Sáez LM, Casanova LJG, Fazio EA, Álvarez AG. Int. J. Crashworthiness 2011; 17(1): 1-10.

Copyright

(Copyright © 2011, Informa - Taylor and Francis Group)

DOI

10.1080/13588265.2011.616117

PMID

unavailable

Abstract

The European pedestrian regulations (formerly Directive 2003/102 and currently Regulation 2009/631 and recently modified by Commission Regulation [EU] No. 2011/459) have always approached the protection of lower extremities in pedestrian accidents with tests in the front part of the vehicle using rigid impactors. This approach offers a lot of advantage regarding the repeatability, robustness and reproducibility that these tests need but on the contrary decouple the injury occurrence through the different body areas.

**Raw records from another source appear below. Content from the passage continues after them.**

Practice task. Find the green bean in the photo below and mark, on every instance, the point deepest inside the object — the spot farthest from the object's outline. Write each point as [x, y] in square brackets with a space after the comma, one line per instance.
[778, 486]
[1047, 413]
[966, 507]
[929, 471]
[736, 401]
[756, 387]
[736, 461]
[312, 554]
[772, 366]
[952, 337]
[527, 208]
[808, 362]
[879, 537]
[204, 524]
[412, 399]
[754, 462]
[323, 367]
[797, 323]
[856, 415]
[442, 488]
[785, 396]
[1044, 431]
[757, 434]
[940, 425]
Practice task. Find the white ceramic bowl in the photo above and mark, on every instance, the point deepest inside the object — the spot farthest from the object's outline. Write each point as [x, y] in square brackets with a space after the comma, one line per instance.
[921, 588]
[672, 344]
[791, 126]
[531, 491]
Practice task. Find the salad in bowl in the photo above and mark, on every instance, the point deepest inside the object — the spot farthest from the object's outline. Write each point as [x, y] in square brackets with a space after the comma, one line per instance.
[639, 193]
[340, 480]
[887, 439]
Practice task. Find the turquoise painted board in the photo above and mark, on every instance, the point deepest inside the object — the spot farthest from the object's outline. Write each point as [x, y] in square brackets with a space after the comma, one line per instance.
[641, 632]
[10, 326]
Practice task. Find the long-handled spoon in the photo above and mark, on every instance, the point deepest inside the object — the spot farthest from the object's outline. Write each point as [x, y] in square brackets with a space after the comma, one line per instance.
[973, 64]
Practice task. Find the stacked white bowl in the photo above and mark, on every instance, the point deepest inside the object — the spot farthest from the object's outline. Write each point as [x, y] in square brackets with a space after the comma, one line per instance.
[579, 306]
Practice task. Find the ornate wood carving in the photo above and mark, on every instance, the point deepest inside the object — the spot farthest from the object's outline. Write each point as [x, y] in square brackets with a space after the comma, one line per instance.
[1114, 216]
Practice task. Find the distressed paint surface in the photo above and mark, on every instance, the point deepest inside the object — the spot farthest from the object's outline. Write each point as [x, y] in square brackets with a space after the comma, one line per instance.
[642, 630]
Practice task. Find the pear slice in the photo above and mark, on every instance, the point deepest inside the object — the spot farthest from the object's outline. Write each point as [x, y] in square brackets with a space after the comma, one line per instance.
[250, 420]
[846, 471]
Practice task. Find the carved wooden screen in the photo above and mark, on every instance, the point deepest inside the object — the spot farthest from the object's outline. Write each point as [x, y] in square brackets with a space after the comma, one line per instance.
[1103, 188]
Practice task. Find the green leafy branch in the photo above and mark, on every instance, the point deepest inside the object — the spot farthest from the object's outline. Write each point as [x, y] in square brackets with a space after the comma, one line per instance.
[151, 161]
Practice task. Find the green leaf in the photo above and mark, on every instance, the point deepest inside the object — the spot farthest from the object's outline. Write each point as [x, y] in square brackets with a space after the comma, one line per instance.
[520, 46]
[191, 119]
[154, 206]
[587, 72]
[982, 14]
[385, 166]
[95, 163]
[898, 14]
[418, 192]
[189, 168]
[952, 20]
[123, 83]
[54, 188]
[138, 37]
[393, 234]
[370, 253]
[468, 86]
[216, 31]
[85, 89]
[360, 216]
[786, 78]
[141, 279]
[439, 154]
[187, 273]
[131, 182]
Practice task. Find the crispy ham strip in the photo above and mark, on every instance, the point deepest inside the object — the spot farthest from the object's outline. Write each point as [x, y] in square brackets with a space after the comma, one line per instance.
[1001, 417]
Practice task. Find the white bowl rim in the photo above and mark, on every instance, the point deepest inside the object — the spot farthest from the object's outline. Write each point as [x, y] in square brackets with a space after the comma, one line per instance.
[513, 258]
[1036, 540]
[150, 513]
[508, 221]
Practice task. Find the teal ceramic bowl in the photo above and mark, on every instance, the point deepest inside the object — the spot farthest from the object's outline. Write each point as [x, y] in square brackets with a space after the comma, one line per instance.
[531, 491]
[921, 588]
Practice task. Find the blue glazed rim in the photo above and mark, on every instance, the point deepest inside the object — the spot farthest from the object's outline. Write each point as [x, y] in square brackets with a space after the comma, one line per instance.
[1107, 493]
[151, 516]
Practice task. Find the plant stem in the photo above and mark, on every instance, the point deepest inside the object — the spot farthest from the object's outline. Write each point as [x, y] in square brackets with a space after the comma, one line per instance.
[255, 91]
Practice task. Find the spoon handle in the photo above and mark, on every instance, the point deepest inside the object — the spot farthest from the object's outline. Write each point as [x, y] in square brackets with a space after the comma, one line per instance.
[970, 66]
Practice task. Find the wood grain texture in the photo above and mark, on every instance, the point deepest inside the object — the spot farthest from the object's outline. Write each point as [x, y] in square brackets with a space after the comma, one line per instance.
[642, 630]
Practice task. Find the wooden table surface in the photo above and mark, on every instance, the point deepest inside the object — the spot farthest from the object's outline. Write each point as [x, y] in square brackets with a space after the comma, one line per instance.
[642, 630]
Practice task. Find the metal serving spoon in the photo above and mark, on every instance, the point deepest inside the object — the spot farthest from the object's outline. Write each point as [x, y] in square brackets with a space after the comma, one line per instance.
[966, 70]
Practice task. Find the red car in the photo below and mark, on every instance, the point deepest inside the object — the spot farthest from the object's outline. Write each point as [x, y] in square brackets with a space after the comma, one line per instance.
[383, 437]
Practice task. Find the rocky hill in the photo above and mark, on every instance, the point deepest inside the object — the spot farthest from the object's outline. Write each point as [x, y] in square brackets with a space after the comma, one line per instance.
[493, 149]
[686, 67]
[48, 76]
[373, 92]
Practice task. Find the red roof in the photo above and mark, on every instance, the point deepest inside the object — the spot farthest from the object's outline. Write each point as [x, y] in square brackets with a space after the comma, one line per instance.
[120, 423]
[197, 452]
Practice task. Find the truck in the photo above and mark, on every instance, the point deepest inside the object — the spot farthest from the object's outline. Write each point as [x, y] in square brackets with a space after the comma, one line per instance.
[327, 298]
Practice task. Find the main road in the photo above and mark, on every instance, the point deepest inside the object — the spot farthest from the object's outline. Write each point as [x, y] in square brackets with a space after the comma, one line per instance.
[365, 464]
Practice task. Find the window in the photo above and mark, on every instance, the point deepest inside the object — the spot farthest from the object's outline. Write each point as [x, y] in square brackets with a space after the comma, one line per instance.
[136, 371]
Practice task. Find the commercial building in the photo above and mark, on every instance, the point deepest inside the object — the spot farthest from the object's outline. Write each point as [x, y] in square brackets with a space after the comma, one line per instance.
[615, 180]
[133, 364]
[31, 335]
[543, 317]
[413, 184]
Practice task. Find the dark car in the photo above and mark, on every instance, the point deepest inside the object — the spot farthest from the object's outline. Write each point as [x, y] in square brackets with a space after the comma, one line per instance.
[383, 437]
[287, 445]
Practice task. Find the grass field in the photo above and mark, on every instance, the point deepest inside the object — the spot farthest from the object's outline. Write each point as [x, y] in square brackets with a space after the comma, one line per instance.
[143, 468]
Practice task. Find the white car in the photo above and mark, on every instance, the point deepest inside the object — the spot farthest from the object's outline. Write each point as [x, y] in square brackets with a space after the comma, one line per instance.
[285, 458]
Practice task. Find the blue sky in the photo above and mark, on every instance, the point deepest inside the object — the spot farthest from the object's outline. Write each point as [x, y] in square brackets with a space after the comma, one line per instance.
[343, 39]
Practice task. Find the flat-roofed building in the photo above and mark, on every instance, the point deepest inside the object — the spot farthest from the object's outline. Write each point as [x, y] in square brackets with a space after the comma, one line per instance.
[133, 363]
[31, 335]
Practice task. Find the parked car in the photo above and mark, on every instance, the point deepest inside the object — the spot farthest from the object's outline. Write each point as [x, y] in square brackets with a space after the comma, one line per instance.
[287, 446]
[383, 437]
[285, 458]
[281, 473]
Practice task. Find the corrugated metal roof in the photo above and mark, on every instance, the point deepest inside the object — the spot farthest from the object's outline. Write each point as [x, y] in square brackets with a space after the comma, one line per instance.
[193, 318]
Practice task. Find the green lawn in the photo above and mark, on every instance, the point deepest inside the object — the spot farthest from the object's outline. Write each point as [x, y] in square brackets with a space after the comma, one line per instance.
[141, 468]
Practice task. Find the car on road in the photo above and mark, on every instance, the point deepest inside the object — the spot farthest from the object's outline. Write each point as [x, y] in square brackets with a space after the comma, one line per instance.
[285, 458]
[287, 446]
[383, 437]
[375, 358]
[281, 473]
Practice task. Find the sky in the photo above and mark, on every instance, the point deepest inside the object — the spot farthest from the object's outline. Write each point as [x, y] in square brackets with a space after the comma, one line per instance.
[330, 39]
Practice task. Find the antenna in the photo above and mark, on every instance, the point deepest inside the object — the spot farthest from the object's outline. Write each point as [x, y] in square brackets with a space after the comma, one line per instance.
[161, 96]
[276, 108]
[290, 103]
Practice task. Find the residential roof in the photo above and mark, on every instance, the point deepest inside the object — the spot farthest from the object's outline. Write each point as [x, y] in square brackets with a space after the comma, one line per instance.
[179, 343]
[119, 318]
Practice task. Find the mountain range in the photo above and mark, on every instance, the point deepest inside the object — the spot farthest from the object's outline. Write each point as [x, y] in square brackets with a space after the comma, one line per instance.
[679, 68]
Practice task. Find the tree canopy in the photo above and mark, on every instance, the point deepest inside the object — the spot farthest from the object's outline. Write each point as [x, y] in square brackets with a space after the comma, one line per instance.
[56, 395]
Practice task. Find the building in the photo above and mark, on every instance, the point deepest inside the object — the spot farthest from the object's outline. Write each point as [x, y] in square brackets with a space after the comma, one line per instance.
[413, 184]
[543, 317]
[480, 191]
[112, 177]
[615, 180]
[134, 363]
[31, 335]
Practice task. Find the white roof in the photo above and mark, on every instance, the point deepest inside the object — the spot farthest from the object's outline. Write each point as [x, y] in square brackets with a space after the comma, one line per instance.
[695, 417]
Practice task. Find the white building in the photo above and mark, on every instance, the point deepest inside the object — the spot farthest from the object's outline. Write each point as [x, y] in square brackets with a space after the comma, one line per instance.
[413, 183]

It is widely supported to approach pedestrian head protection and lower extremities protection in separate tests; however, there is not such consensus in decoupling pedestrian lower leg injuries from the upper leg injuries, especially in the case of high bumper vehicles. The objective of this paper is to look into the details of this close dependence through a set of simulations with THUMS 50th percentile male pedestrian finite element human model impacted by a wide set of high bumper vehicles. The analysis of both the kinematics and the injury occurrence in these scenarios has shown the strong coupling between the upper and lower leg injuries for this vehicle fleet, requiring therefore assessing both type of injuries at the same time.